During the lockout that shortened the 2012-13 season, Stewart played with Flyers winger Wayne Simmonds in Europe for Eispiraten Crimmitschau in Germany’s second-tier league and HC Liberec in the Czech Extraliga. The two are longtime friends going back to youth hockey.

Dougherty's projection
While much can be made about the Flyers' needing a top-line left winger — they do — they also need a second-line winger, too. I view Stewart as a guy who’s hitting the market with little leverage. He’s not going to score a huge contract because his play hasn’t demanded it.

He’s extremely talented but often inconsistent. Teams do overpay on July 1, but I’m not sure a team will hand Stewart a contract he wants. His previous deal was two years for $8.3 million with a $4.15 million cap hit. In the cap world, teams are more careful about the contracts they hand out.

Unless a team needing to reach the floor throws the bank at Stewart, I don’t see him getting a big contract and don’t see a team giving him upward of $4 million. It might be better for Stewart to find a situation in which he can excel, take a one-year deal and prove himself. Enter the Flyers.

The Flyers found success last season with Michael Del Zotto on a one-year deal. If that’s something Stewart would consider, it’s something the Flyers should think about, too. The Flyers desperately need wingers, but they also have to be smart. I think Stewart could fit here.

I know the Stewart-Simmonds friendship doesn’t mean Stewart will reach his potential and flip the switch in becoming a consistent player. But it could happen. They need scoring help, and Stewart can assist in that area. I think the Flyers might sniff around on Stewart. They should.

Riday's projection
With his combination of size, soft hands and physicality, you'd think Stewart would be a force to be reckoned with. He had "tailor-made power forward" written all over him coming out of the OHL, but, aside from the 2009-10 and 2010-11 seasons, has been very pedestrian over the course of his seven-year NHL career.

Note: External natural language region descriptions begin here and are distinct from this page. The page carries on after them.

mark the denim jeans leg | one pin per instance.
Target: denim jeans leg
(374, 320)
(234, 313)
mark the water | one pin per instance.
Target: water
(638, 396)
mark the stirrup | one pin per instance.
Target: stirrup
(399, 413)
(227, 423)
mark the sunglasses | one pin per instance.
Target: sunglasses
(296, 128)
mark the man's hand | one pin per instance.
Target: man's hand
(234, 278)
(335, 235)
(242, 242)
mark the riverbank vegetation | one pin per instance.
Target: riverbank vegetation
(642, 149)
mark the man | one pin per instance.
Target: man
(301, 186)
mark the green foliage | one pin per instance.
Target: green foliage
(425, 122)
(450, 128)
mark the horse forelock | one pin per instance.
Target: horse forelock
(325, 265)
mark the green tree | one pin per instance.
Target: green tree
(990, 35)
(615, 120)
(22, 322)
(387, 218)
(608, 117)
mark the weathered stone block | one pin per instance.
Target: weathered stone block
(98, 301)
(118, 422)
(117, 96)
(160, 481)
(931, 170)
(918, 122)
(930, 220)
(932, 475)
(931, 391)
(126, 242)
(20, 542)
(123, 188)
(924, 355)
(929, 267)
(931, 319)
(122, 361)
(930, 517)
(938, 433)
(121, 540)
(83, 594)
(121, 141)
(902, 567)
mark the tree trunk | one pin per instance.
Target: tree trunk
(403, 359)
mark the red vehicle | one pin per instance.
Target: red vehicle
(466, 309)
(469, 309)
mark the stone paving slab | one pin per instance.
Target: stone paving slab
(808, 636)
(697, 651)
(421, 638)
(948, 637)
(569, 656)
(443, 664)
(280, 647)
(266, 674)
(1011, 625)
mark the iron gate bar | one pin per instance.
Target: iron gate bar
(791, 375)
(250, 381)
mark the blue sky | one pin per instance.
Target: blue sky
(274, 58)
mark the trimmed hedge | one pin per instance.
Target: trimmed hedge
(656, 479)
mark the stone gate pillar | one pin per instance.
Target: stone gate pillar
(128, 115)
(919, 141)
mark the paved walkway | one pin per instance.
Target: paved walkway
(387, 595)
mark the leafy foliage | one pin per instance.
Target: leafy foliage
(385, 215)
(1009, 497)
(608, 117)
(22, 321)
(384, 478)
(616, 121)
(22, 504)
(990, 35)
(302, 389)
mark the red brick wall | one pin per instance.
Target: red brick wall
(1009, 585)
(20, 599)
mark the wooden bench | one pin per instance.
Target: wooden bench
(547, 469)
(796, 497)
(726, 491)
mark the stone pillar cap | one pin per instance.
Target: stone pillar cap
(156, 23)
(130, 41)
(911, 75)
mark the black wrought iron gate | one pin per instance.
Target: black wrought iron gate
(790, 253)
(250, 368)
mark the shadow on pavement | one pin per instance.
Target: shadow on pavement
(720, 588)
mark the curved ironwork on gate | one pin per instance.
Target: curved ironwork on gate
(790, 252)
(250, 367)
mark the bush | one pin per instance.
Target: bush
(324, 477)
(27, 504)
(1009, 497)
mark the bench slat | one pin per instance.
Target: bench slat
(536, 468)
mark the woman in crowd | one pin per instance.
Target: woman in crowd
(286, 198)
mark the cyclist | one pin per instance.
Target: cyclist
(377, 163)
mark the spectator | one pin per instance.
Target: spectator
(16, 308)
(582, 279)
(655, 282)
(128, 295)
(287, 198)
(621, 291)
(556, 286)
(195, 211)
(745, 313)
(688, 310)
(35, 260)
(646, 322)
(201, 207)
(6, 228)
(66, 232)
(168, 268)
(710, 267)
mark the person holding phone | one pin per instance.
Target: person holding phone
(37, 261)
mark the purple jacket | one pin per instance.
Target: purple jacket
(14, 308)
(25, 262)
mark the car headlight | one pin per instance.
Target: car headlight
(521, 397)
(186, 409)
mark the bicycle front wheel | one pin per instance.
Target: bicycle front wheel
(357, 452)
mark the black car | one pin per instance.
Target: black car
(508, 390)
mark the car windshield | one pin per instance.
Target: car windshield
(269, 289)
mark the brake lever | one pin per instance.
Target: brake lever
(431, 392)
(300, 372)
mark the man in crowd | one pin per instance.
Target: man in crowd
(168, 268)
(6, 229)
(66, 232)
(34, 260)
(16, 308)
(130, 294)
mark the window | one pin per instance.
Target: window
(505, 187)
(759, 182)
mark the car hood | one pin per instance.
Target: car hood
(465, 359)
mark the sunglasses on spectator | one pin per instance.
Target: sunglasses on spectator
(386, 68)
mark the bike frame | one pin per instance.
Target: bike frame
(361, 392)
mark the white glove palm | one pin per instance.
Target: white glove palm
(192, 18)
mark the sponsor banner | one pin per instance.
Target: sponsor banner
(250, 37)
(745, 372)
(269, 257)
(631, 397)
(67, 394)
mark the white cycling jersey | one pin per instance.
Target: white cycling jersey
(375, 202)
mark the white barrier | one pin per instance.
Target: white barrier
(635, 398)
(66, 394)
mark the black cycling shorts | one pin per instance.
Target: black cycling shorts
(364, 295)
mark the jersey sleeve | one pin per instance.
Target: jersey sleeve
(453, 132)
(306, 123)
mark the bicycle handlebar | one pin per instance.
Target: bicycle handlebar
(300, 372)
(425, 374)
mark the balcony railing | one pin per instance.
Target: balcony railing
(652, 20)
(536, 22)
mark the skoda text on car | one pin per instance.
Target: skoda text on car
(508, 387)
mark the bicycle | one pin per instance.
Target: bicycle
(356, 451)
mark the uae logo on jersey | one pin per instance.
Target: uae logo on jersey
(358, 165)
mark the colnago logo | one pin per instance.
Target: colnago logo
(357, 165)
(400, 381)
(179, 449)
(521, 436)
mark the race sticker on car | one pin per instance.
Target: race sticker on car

Which brings us to the Flyers. Remember their biggest crutch last year? The dreaded word that seemed to find its way into almost every article: consistency. Do they really want to add a forward who has already suited up for five NHL clubs at the age of 27, is constantly mentioned in trade rumors and has struggled to produce on a nightly basis?

Unless he agrees to a short-term contract for much less than the $4.15 million he earned last season, I don't see a scenario where Flyers GM Ron Hextall would or should target Stewart. The team needs help on the left wing. Stewart is predominantly a right winger and isn't the strongest two-way player. That won't fly with new coach Dave Hakstol.

Sure, Stewart could be a "low-risk, high-reward" signing but I'm not so sure the Flyers are looking for another reclamation project. The Flyers went after Del Zotto last season because they were desperate to add a defenseman after learning Kimmo Timonen had blood clots in his lungs and leg. Are they that desperate this offseason to add a winger? Not so much. The team will likely have a similiar look to the 2014-15 version of the Flyers, though Hextall did say adding a "skilled winger" is on the top of his "wish list" this offseason. But I don't think Stewart fits that mold.

If R.J. Umberger and Vinny Lecavalier are still around, adding Stewart to the mix could be a recipe for disaster. I'd rather give Sean Couturier and Brayden Schenn more room to grow offensively, place Michael Raffl on the top line with Claude Giroux and Jakub Voracek and rely on a healthy Wayne Simmonds for scoring on the second line. At least for next year. I'll pass on Stewart.